The competition originated in the post-war cultural exchange climate when organizations such as the European Broadcasting Union, the British Broadcasting Corporation, and national broadcasters sought to promote cross-border collaboration among artists. Early editions featured competitors from countries represented by the BBC World Service, the Norddeutscher Rundfunk, and the Radiotelevisione italiana, reflecting ties to institutions like the UNESCO and events such as the Edinburgh International Festival. Over decades the event intersected with festivals and venues including the Wiener Sängerknaben's circuits, the Aarhus Festival, and broadcasts linked with the Festival dei Due Mondi. Influential conductors and composers associated with public ensembles—figures connected to the Royal Albert Hall, the Berlin Philharmonic's choral affiliates, and university choirs from Oxford and Cambridge—have taken part via their associated institutions. During the Cold War, participation also included choirs from the Soviet Union, the German Democratic Republic, and the Polish People's Republic, enabling cultural diplomacy alongside exchanges seen at the Helsinki Accords era. Organizational stewardship evolved with involvement from concert promoters, media producers, and pan-European cultural networks such as the European Cultural Foundation.
National broadcasters and choral federations—like the BBC, DR, RTÉ, SRF, and ORF—typically run selection rounds, forwarding winners to international semi-finals and finals coordinated by the European Broadcasting Union or equivalent committees. Formats have varied: some editions use regional heats, adjudicated by panels including representatives from the Royal College of Music, the Juilliard School, and conservatoires such as the Conservatoire de Paris and the Hochschule für Musik Hanns Eisler Berlin. Jury panels have included conductors linked to the Royal Opera House, composers associated with the Gaudeamus network, and musicologists from institutions like King's College London and the Universität Mozarteum Salzburg. Performance categories encompass mixed choirs, male choirs, female choirs, and youth choirs, with repertoire requirements that reference composers from the Renaissance through contemporary creators tied to the European Contemporary Composers' Alliance. Awards have sometimes been named in honor of choral patrons similar to prizes associated with the Queen Elisabeth Competition and have led to recordings released on labels akin to Deutsche Grammophon and EMI Classics.
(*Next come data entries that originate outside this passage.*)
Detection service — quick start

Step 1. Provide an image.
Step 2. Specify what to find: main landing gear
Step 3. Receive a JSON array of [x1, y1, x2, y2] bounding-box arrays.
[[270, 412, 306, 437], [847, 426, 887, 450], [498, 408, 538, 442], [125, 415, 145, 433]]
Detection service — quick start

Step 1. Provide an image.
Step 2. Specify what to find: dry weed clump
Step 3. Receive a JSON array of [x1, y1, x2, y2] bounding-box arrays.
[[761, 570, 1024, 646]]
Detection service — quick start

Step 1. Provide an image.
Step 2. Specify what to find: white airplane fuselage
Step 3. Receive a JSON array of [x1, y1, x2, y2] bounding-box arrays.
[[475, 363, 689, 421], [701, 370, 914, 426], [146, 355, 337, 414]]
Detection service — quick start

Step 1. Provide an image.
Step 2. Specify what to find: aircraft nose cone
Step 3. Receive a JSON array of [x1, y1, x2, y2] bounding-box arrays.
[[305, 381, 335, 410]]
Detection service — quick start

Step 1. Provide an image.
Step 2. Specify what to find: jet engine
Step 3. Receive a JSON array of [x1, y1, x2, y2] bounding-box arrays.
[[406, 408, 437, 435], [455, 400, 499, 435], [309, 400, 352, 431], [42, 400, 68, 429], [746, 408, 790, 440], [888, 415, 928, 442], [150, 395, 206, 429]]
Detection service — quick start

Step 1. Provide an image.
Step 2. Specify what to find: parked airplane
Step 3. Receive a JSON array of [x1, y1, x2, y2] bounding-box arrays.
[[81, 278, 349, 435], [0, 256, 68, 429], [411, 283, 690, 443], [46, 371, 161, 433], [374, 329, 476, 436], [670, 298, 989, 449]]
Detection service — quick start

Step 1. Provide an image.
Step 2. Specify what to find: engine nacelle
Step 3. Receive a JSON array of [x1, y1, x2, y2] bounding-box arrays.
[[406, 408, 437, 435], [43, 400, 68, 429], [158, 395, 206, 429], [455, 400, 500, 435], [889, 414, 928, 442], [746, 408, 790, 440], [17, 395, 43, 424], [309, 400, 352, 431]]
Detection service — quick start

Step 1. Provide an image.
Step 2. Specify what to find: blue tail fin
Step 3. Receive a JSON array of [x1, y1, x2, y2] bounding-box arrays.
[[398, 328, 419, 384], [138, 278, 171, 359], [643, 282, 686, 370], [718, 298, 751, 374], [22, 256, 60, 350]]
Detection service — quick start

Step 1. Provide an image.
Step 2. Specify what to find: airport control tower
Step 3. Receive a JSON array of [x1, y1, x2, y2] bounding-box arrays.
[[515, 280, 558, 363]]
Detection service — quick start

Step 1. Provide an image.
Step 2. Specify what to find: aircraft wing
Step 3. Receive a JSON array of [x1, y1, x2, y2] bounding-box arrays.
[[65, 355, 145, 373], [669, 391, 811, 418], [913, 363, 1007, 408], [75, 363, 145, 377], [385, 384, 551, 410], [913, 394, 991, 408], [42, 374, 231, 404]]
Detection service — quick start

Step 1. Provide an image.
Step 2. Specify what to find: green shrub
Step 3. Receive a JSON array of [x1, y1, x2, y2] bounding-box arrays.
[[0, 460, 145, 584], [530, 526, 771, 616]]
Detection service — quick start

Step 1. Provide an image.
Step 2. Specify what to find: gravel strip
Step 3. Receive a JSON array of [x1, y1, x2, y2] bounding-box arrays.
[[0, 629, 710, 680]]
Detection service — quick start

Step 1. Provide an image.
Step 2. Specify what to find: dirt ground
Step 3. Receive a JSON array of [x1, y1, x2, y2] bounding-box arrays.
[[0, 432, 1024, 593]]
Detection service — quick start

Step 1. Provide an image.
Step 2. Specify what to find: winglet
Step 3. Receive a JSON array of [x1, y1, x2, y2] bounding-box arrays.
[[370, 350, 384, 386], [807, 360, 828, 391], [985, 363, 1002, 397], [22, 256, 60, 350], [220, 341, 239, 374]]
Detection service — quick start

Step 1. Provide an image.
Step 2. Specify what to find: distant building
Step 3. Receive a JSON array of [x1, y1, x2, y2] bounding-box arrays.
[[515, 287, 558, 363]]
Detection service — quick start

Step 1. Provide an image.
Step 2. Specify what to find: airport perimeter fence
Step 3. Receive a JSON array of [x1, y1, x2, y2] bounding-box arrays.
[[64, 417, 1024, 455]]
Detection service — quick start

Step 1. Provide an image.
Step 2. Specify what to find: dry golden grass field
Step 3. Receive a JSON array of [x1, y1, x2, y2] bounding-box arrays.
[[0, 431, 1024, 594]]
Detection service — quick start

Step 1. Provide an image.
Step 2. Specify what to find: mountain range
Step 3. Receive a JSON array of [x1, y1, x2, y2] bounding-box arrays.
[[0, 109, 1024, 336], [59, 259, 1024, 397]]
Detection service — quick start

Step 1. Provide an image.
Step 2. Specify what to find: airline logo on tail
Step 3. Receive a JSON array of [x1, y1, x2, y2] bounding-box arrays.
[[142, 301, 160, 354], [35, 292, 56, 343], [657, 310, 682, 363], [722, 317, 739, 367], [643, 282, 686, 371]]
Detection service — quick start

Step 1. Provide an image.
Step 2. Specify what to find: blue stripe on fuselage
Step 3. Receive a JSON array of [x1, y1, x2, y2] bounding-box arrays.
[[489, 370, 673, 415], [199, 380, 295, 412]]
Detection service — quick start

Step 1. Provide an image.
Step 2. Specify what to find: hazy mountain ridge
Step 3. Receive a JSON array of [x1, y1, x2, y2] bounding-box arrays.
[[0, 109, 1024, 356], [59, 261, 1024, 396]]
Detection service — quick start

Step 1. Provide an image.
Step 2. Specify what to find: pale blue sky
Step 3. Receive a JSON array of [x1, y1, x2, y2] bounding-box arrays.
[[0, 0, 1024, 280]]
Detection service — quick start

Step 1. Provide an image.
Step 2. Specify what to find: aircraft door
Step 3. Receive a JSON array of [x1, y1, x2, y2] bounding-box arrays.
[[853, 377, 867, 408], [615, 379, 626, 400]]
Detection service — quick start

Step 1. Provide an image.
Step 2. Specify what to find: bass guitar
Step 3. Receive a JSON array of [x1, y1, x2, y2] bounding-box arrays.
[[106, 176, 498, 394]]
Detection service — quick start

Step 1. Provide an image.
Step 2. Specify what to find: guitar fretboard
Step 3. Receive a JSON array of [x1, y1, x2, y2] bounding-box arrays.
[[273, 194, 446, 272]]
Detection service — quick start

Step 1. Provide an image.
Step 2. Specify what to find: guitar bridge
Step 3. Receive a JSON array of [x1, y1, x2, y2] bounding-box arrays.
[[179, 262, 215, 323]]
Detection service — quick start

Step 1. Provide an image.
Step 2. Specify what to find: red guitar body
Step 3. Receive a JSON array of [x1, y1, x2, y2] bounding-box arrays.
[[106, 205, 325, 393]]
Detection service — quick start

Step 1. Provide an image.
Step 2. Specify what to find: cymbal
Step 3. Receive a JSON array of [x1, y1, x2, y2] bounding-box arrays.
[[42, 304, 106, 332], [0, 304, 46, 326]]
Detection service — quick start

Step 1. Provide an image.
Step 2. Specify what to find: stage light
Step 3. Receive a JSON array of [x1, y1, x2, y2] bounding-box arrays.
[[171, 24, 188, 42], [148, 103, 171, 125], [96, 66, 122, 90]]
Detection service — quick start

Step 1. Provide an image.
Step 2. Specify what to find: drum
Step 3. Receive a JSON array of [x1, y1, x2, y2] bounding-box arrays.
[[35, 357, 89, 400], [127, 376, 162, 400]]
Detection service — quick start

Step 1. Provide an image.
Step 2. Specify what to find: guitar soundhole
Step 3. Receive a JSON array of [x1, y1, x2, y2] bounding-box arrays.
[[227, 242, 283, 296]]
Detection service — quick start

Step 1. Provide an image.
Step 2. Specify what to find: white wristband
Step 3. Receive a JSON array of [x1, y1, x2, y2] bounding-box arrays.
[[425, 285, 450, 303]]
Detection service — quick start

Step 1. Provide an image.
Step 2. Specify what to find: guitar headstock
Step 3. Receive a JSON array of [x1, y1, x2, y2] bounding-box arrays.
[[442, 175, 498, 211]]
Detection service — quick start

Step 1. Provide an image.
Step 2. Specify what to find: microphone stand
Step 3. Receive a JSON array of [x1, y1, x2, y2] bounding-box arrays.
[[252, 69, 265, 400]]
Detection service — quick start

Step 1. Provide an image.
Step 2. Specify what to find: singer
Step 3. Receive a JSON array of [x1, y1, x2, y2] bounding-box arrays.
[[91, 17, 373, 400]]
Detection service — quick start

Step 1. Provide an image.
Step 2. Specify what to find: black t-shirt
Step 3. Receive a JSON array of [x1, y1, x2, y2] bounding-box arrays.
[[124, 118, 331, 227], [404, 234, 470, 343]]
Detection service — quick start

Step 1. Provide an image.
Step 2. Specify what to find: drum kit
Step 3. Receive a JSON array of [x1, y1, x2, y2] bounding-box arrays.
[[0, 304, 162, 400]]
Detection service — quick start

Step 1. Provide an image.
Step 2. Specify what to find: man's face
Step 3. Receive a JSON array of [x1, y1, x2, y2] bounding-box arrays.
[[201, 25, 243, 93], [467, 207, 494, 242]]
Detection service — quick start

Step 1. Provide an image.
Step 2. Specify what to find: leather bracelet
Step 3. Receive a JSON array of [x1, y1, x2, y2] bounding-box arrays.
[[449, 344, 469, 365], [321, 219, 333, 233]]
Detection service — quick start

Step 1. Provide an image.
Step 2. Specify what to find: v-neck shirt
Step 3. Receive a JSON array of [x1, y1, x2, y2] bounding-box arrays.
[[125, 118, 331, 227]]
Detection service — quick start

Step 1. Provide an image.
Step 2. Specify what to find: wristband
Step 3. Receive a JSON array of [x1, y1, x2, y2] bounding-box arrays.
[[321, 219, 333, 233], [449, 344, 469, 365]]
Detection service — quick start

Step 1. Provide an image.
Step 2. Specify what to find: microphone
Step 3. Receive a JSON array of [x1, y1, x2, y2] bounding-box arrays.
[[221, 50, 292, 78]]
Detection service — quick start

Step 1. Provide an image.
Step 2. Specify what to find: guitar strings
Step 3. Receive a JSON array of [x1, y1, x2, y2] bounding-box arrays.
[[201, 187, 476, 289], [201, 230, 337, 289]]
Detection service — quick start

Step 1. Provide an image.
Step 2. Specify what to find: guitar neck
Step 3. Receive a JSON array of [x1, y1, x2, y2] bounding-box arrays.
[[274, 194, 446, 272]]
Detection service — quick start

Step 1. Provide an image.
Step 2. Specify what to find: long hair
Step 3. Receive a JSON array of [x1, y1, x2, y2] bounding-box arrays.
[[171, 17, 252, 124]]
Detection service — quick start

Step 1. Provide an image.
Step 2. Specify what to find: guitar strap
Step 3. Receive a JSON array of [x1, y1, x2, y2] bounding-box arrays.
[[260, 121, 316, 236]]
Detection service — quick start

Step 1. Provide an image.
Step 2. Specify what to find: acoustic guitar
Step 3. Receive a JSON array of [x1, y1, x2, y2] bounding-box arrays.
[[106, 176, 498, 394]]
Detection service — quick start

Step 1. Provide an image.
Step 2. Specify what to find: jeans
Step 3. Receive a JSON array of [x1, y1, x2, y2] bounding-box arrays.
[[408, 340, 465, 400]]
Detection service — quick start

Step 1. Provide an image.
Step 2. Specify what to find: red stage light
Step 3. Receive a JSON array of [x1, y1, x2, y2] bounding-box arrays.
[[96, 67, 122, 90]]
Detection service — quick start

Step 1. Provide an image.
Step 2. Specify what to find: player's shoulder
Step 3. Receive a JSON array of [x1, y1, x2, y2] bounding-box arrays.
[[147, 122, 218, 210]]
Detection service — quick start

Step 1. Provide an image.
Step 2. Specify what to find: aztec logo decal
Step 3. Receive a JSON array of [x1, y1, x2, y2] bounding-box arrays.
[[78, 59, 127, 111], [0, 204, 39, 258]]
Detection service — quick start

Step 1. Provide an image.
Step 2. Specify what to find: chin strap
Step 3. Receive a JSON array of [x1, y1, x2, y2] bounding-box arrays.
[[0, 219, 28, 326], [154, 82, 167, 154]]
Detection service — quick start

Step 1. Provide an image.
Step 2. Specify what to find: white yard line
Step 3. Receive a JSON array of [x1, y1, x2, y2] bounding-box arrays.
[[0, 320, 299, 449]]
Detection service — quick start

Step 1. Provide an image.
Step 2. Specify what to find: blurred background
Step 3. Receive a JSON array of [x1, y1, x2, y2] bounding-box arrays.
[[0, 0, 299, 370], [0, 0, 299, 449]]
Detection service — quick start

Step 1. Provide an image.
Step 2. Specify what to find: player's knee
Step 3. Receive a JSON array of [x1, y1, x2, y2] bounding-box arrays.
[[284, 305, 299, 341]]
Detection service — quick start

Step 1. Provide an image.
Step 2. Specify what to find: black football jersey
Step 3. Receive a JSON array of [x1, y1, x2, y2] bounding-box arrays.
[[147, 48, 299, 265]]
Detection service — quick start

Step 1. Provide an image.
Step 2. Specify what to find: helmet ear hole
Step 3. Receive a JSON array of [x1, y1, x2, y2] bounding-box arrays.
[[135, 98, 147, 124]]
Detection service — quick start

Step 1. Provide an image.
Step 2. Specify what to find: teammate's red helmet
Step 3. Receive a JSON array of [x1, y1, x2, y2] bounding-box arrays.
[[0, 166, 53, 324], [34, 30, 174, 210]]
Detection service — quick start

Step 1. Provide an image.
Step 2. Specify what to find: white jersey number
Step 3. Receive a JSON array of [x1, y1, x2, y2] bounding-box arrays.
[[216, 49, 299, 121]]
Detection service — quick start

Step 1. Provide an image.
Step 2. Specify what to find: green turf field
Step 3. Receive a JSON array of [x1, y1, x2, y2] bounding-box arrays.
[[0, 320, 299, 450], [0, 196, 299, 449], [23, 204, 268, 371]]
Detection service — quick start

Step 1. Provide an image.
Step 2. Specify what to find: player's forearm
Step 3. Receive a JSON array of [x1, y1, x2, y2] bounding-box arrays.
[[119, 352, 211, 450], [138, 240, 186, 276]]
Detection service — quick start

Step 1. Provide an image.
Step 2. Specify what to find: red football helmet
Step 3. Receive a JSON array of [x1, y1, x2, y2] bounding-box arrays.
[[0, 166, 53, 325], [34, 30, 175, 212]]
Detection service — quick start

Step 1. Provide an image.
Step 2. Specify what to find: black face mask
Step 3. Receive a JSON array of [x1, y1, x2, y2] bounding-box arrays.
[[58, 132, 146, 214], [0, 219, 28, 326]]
Participants have included civic ensembles, cathedral choirs, university choirs, and amateur societies affiliated with cultural centers such as the Kölner Dom, Notre-Dame de Paris, the St. Mark's Basilica, Venice choir tradition, and Scandinavian cathedral choirs. Notable winning choirs and laureates have been comparable in profile to ensembles like the Swedish Radio Choir, Kiev Chamber Choir, Tallinn Philharmonic Choir, and the Monteverdi Choir, though from diverse national backgrounds. Winners have featured conductors who later led ensembles at institutions including the Metropolitan Opera, the Staatsoper Unter den Linden, and the Teatro alla Scala, and alumni have gone on to commissions from composers affiliated with the BBC Proms and the Salzburg Festival. Several winning performances propelled choirs into collaborations with orchestras such as the London Symphony Orchestra, the Orchestra dell'Accademia Nazionale di Santa Cecilia, and the Concertgebouw Orchestra.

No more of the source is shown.